At MTSU, the Department of Mathematical Sciences has established the Professional Mathematics Track to provide the proper background for anyone wishing to pursue research mathematics as a career.  This is the recommended track for anyone wishing to teach at the university level; however, today there are many other avenues open to research mathematicians. In recent times, the realm of theoretical mathematics has moved beyond the so-called "Ivory Tower" world of academicians such as Professor Littlewood,  a great number theorist from the early twentieth century, who once said with pride that he had never worked on anything of practical value.

Today, abstract mathematical ideas of resounding power and beauty  have found applications in many branches of science.  Differential equations, game theory, and fractal geometry provide critical insights in biology.  Group theory, dynamical systems, and advanced linear algebra undergird much of quantum physics and superstring theory.  Geometry, topology, universal algebra, and analysis play a key role in diverse areas of computer science such as image processing, programming semantics, computer-aided design, and data transmission.

The primary goal of the Professional Mathematics track here at MTSU is to provide you with a sound background in classical mathematics.  This is our goal because, just as the best modern musicians first trained in the classics of music, anyone wishing to participate in the growing dialogue between mathematics and the sciences must have a sound background in the classics of mathematics. Math majors opting for this track will receive a thorough exposure to the power, versatility, and beautiful computational economy of the calculus. This will be followed by an in-depth exploration proof techniques --- the tools used by professional mathematicians to create new mathematics.  During this latter process, you will develop the theory underlying both algebra and the calculus.
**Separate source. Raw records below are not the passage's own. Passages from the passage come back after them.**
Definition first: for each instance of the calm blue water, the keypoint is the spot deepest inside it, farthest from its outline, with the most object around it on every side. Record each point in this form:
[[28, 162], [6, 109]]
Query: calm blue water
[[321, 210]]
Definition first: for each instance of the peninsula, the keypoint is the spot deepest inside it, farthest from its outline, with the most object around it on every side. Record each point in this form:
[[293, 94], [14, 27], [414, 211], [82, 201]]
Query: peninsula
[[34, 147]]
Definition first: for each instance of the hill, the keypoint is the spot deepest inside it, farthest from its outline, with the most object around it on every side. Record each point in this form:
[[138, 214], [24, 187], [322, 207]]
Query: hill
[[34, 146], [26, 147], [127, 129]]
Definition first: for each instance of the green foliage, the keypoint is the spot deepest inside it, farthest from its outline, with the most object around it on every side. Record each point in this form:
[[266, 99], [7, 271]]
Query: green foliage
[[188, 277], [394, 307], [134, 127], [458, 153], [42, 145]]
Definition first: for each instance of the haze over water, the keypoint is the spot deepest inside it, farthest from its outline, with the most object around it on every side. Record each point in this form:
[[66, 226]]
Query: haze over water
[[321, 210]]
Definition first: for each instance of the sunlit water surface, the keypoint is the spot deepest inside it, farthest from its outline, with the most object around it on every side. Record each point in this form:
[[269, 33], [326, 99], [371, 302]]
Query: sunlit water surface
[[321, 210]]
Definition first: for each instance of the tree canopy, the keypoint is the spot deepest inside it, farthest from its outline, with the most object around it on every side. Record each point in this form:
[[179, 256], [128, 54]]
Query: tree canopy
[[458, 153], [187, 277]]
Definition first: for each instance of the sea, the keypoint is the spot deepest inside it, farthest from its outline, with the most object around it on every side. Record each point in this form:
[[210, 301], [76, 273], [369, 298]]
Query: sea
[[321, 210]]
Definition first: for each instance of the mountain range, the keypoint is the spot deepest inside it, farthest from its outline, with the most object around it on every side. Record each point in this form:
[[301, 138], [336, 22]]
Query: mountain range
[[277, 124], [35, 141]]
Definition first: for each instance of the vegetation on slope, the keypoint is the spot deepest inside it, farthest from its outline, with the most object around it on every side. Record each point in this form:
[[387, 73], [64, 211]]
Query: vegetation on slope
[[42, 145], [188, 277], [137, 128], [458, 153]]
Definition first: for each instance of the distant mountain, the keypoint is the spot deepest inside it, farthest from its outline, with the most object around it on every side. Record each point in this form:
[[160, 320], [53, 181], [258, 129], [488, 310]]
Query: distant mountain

Completing the Professional Mathematics track will give you a broad exposure to the key areas of classical mathematics --- calculus, linear and abstract algebra, and analysis --- which form the foundation upon which much of late twentieth-century mathematical research is based.  You will also have the opportunity to explore other important areas such as topology, number theory, and graph theory, all of which have experienced tremendous growth in recent decades.  While engaged in these pursuits, you will be developing familiarity with, and confidence in, use of proof techniques and analytical thought.  Mastery of these tools, along with classical mathematical training, will place you in an excellent position to continue your studies at the Masters or Doctoral level.